Weldon’s agent tweeted a family statement on Wednesday. “It is with great sadness that we announce the death of Fay Weldon (CBE), author, essayist and playwright. She died peacefully this morning 4th January 2023.” A cause of death was not revealed.

Weldon’s works were adapted numerous times for the screen. “The Life and Loves of a She-Devil” (1983), where a woman who loses her husband to a romance novelist goes to extreme lengths to make their lives a misery, was adapted both as a multiple BAFTA-winning BBC series of the same name in 1986 and as “She-Devil” (1989) a Golden Globe-nominated film by Susan Seidelman, starring Meryl Streep and Roseanne Barr.

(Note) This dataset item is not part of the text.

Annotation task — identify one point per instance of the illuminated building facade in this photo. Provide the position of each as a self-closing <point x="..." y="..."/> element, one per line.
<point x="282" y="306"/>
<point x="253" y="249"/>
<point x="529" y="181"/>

Another popular Weldon adaptation was of science fiction novel “The Cloning of Joanna May” (1989) that was adapted as a series by Granada Television in 1992, starring Patricia Hodge and Brian Cox. Weldon also wrote episodes of iconic class divide sitcom “Upstairs, Downstairs,” including the pilot for which she won the Writers’ Guild Award for best TV script.

Her first novel, “The Fat Woman’s Joke,” was published in 1967 and she was shortlisted for the Booker and Whitbread literature prizes for her novels “Praxis”(1979) and “Worst Fears” (1996), respectively.

In all, Weldon wrote some 30 novels and several pieces for television. She won the Los Angeles Times Fiction Prize for “The Heart of the Country” (1989), the PEN/Macmillan Silver Pen Award (1996) for “Wicked Women” and in 2001 was accorded Commander of the Most Excellent Order of the British Empire (CBE).

In tribute the Booker Prize handle tweeted: “We are saddened to hear that the brilliant Fay Weldon has died. As well as being shortlisted for the Booker Prize in 1979, she was a judge in 1983 and delivered one of the most memorable speeches in Booker history. Our thoughts are with her family and friends.”

Author Jenny Colgan tweeted: “She was FORMIDABLE and FIERCE and WONDERFUL and very nice to me and SPLENDID.”